Updated: Aug 4
In May of last year I participated in a performance workshop. Two days before the performance the choreographer of the piece came up to me and whispered in my ear "don’t forget to shave." When rehearsal was over, the choreographer who had put the show together gathered us all. She gave us this last-rehearsal pep talk and then was going over the things she wanted to tell us and at one point she said “oh and please shave! Like here and here" pointing at her armpits and legs. She explained she didn’t want anyone in the audience to not be able to pay attention to anything other than the hair in those places. Al lot of people thought it was really funny, and some turned to look at me. I felt my head getting very hot (and probably very red) out of embarrassment, but still I managed to shoot my hand up in the air and said, "like me?" I was the only woman in a group of about 40 people with hair in those places. As soon as I was out, I called Stanley to vent, I’d been going to his place twice a week for a while since he had been teaching me some of his dances. I told him what happened and he couldn’t have been more outraged. He gave me some pointers for example, he said that was something they should've told me when rehearsals started, not in the second to last rehearsal. I'd been wearing tank tops all throughout and there were certainly many opportunities to say something to me.
When I brought it to the attention of the choreographers, they told me a few things that made it all the worse. Among them was that “in the real dance world we don’t have any hair and it’s clean-cut.” So, like the girl with the tattoos, who by the way was given the choice during one of the first rehearsals, I could “cover it up” if I didn’t want to shave. This was mainly a house dance piece, not ballet or anything like that, but I have to admit that I was wondering if they would say something to me since they had told the tattooed girl to cover up. But I thought they might also not mind since they never mentioned anything until that day. I showed up to the rehearsal the day after. I could tell my choreographer was really mad at me, I tried to talk to her but I feel like they were just taking it as me wanting to challenge them, so I left. The thing is that, I would've been ok to cover the hair or even shave it, had they said something to me when I brought up that I wasn't ok when they said it the way they did. I chose not to be a part of the performance because instead of recognizing what they did, they pushed me further telling me "that was not my piece" so it was "not my aesthetic" which was going to be represented, and even lied about having said it before... That was all besides the point though. I chose not to dance because I hadn’t been forgetting to shave throughout the two months of rehearsals, also I didn’t sign up to be treated poorly nor to be a part of a group that not only expected so little from their audience but that also thought they represented the entirety of the “real dance world.” I knew perfectly well that it wasn’t my job to decide how the bodies were to be in the work that was not my own. It was my job, however, to stand up for myself. If not me, then who?

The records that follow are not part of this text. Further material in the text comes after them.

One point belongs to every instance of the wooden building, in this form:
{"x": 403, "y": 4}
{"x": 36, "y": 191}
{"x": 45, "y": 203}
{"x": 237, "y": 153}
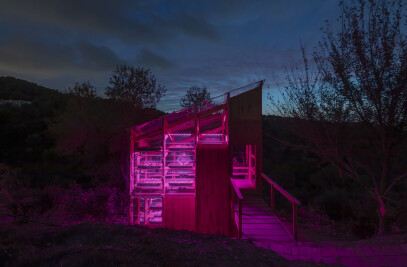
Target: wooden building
{"x": 184, "y": 164}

When this was over I called Stanley who had told me to let him know how it went. He told me first and foremost “WERK," that he was sorry I had to deal with "people being irresponsible with communication," and that he was really proud of me. A week or two later, I danced at the Visual AIDS Gala with Stanley Love Performance Group. After the performance we sat at the table where he proudly introduced me to a couple of his friends saying, "this is Fanny the girl I told you about" and made a reference to what had happened with the choreographers the week before. They cheered me on and thought that was cool. Meanwhile the choreographer that embarrassed me in front of everyone sent me a message which felt like it was meant to make sure I didn't try to do anything that would harm her reputation afterwards. I thought about responding to that message, and I also thought about writing to the choreographer of the piece to try to talk it out because I knew I'd miss her dances a lot and I'd known her for a couple years. But I just didn't want to be met with more resistance. I had a solo trance dance art piece I would show for the first time which involved me being in the fullness of my womanhood, hair where it grows and all too so...
This all happened a year ago, but this is me letting it go as I strike the words on the keyboard. People have so many different ideas about what is right or wrong, acceptable or not, but April and May of 2019 was definitely one where I felt the spectrum in full force and I rode it dancing it off, and then swallowed it whole. AND today one year from Stanley's death, I want him to know I love him and will forever carry him in my heart/art/life.